"Concrete Twist" designed by current Penn State Stuckeman Chair of Integrative Design, Mehrdad Hadighi, was selected by domus online as one of their top-10 architectural stories of 2012. Completed in 2008 by Hadighi of Studio for Architecture and Tsz Yan Ng, the building houses all of the functions of the Layfayette 148 clothing-label company and is organized around the flow of production. It is located in Shantou, China.
By building upon local traditions of concrete construction, the architects created an elegantly-wrapped building that does more than simply make a fashionable reference. Although architects have been drawing analogies between architecture and clothing for centuries, at Lafayette 148, the analogy is reversed. In an unusual but wonderful twist, the building's façade has informed the branding of a recent clothing line for the company.
Each façade fin was produced on site and with local labor. Holes are punched out of the concrete fins. The architects explained “that the holes themselves are a representation in Braille of the company's name.” Although this might be a rather oblique reading, the holes in the fins perform in a number of fascinating ways. The holes lighten the twisted fins to be more easily hung. During the construction process, chain pulleys looped through the holes and allowed for the fins to be picked up, transported and finally set in place. The holes also provide for a play of shadow on the interior surfaces. Contrary to the unfortunately all too typical scenario that finds large western companies exploiting the inexpensive, and often unethical, labor practices in China, at Lafayette 148 the architects are dependent upon but also develop the local tradition. The product is not, however, exported for profit but rather stays on site. In fact, this mode of fabrication could only occur in a situation such as the one in Shantou.

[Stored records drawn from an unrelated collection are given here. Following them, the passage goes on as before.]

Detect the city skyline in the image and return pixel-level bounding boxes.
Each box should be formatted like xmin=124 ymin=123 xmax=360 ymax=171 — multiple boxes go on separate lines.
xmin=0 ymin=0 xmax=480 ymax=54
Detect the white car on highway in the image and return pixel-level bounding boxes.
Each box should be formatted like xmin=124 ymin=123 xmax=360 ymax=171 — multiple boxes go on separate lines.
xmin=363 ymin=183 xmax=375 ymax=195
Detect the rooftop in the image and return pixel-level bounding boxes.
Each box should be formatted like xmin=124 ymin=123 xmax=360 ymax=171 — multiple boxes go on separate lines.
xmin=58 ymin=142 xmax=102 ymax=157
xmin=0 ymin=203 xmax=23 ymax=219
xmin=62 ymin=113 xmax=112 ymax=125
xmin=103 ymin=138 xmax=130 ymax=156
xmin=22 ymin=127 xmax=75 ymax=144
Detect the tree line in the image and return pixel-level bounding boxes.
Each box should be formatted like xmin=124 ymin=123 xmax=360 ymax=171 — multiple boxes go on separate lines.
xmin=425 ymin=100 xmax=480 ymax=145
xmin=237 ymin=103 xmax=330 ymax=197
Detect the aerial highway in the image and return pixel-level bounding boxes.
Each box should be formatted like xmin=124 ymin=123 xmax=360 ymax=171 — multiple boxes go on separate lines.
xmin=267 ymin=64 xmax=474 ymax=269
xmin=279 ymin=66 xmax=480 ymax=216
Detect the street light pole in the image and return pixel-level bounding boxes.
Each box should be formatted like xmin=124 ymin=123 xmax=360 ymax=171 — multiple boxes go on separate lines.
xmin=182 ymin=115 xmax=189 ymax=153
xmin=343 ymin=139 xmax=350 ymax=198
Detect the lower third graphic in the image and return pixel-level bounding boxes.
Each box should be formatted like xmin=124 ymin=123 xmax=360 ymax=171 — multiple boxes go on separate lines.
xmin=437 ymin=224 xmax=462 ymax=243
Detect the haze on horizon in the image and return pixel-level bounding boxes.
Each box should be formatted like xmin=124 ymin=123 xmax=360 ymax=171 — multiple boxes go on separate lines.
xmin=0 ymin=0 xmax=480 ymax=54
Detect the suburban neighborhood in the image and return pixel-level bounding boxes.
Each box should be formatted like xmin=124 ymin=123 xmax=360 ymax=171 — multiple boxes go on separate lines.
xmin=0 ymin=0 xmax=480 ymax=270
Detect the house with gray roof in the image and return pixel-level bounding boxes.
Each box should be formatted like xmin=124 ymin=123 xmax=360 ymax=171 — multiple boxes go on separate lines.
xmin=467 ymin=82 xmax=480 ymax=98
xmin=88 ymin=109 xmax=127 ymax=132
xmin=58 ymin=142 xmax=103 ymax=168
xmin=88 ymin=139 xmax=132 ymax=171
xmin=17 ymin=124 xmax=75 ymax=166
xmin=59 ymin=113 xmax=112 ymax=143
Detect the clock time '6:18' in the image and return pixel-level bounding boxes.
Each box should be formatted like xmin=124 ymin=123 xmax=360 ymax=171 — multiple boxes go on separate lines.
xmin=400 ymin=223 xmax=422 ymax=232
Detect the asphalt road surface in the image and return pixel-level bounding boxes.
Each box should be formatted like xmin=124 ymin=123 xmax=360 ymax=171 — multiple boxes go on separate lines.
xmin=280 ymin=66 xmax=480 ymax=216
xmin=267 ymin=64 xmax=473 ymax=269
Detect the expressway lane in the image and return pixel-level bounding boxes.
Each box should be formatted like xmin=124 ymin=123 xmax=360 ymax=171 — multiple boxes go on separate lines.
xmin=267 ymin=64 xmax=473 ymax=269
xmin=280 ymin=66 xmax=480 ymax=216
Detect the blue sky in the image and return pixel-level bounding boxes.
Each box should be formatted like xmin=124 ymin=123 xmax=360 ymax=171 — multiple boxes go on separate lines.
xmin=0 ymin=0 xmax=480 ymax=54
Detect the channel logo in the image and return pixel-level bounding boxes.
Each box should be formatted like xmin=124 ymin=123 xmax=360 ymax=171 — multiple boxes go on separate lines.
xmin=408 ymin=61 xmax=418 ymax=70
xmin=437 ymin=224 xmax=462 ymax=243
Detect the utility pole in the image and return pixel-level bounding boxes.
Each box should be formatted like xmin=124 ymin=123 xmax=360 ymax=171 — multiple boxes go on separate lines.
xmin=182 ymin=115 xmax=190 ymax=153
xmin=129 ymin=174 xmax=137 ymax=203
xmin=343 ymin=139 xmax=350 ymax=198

Throughout the building the architects deftly carved into the block to allow light to penetrate into the core and even provide exterior spaces that one is able to occupy. These spaces also help to mitigate the use of artificial cooling by drawing hot air from the building. Post-tensioned beams span the entire width of the floors, thus removing any need for interior columns. The result is a truly free plan that accommodates the wide variety of programmatic needs as well as offering bright and open workspaces.
Composed of a series of free flowing concrete fins, the façade flirts with the viewer offering a peek here and there. At night it becomes even more revealing.
Hadighi is currently department head and professor and Stuckeman Chair of Integrative Design, at Stuckeman School of Architecture and Landscape Architecture. He has produced site-specific installations for galleries in Washington, D.C.; Buffalo, N.Y.; Ithaca, N.Y.; and New York City; and has received fellowships from the National Endowment for the Arts, the New York Foundation for the Arts and the Council on the Creative and Performing Arts. The Architectural League of New York selected Hadighi as one of the six notable “Young Architects” in their “Young Architects Forum” series.
Hadighi has been selected as one of 25 Most Intriguing, Innovative and Intrepid Architects From All Over the World” by Wallpaper* magazine; and as one of 10 Young Firms Reshaping the Globe by the Architectural Record magazine in their Design Vanguard issue. His work is the subject of a monograph by SHARESTAN, and his most recent work has been featured in the following books "Conversions"; "Small Structures, Green Architecture"; "Xs Green: Big Ideas, Small Buildings"; Extensions and Renovations"; Up, Down, Across: Domestic Extensions"; House Plus, New House Design"; and "Architecture in Detail."